Like the order of operations in math, programming language operators have well-defined precedence. Arithmetic operators typically follow an order that is very similar to the order of operations one learns in basic algebra classes. For example, division and multiplication will execute before addition and subtraction. Similarly, the logical operators follow a specific order for performing the different operations. Like the algebraic order of operations, logical expressions enclosed in parentheses have highest precedence. Then, from left to right, the operators will execute in the following order: not, and, and or.

Example:

Given a = true, b = false, and c = true, evaluate the following expression:

!(a and b) or (c or !b and a) and !(!c and (a or b))

To evaluate:

(a) Substitute values in for a, b, and c.

!(true and false) or (false or !false and true) and !(!true and (true or false))

(b) Evaluate expression following this order: parenthesized expressions, not, and, and or (from left to right).

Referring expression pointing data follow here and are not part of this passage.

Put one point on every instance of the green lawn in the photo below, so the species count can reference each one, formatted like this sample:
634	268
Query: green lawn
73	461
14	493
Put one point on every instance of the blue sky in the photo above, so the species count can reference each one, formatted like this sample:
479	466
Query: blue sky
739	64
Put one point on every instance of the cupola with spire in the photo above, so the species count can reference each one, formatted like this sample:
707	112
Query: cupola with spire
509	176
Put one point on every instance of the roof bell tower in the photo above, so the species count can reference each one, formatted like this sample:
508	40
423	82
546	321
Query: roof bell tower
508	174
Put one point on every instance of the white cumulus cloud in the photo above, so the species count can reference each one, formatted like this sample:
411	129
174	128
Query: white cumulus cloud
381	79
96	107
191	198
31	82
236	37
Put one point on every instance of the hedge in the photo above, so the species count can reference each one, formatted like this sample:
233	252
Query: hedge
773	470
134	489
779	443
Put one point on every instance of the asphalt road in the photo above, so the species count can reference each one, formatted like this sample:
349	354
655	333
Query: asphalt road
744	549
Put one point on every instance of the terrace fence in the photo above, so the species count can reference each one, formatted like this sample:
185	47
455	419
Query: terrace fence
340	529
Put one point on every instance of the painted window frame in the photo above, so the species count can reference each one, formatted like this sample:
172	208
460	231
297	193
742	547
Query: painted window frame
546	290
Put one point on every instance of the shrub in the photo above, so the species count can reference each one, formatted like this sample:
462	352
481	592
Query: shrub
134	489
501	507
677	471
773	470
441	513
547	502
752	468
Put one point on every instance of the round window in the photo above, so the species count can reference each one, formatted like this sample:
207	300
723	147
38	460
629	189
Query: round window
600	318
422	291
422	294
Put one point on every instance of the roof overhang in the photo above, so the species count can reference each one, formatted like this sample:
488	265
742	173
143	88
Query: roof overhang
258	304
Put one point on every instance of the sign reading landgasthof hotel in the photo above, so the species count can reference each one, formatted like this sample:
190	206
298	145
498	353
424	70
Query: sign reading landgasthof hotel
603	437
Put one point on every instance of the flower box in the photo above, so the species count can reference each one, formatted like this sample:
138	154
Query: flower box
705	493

- !false or (false or true and true) and !(false and true)
- true or (false or true) and !false
- true or true and true
- true or true
- true

**3. Short-circuiting**

Sometimes it is possible to determine the truth value of an expression without evaluating every clause of the expression. This is called short-circuiting, and is a useful feature of most programming languages. There are two main ways that short-circuiting can occur.

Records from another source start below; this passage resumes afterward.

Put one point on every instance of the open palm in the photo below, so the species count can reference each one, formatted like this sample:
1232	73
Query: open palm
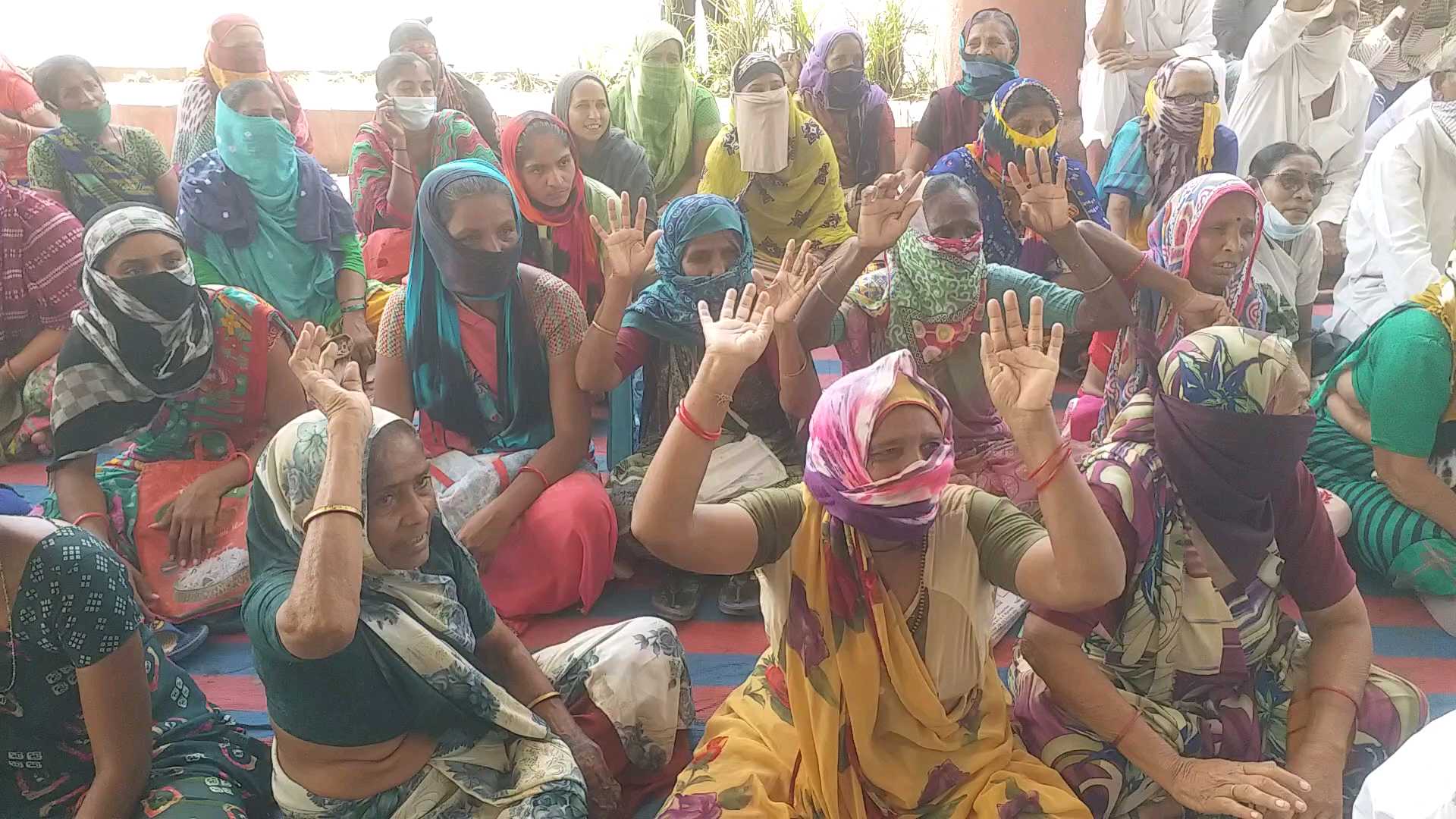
625	245
1043	190
743	327
1019	375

**and**: Since an and-expression is true if and only if both clauses are true, if the first clause is false, the entire expression is false regardless of the truth value of the second clause. (i.e. if**a = false**, then**a and b**is false regardless of what**b**is because**false and true**is false, and**false and false**is also false.)**or**: Since an or-expression is true if at least one of the clauses is true, if the first clause is true, the entire expression is true regardless of the truth value of the second clause. (i.e. if**a = true**, then**a or b**is true regardless of what**b**is because**true or true**is true, and**true or false**is also true.)

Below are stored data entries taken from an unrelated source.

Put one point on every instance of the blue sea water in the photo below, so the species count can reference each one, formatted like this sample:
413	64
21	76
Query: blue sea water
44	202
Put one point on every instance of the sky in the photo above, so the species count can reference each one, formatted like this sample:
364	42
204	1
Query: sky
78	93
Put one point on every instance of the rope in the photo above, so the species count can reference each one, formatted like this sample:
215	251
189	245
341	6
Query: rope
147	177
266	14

NOTE: Since Python expressions are evaluated from left to right, short-circuiting will only happen from left to right.

Example:

a = false b = input() c = input() !(a and b) or c #will evaluate to false regardless of user input

Due to short-circuiting, we can show that the expression will be false regardless of the input. First, the parenthesized expression **(a and b)** will short-circuit to **false** because **false and b** = **false**. Then the whole expression will short-circuit to **true** because **!false or c** = **true or c** = **true**.

Short-circuiting is useful for increasing efficiency because it avoids unnecessary execution of operations. It is also useful for handling possible errors. The following example will illustrate this.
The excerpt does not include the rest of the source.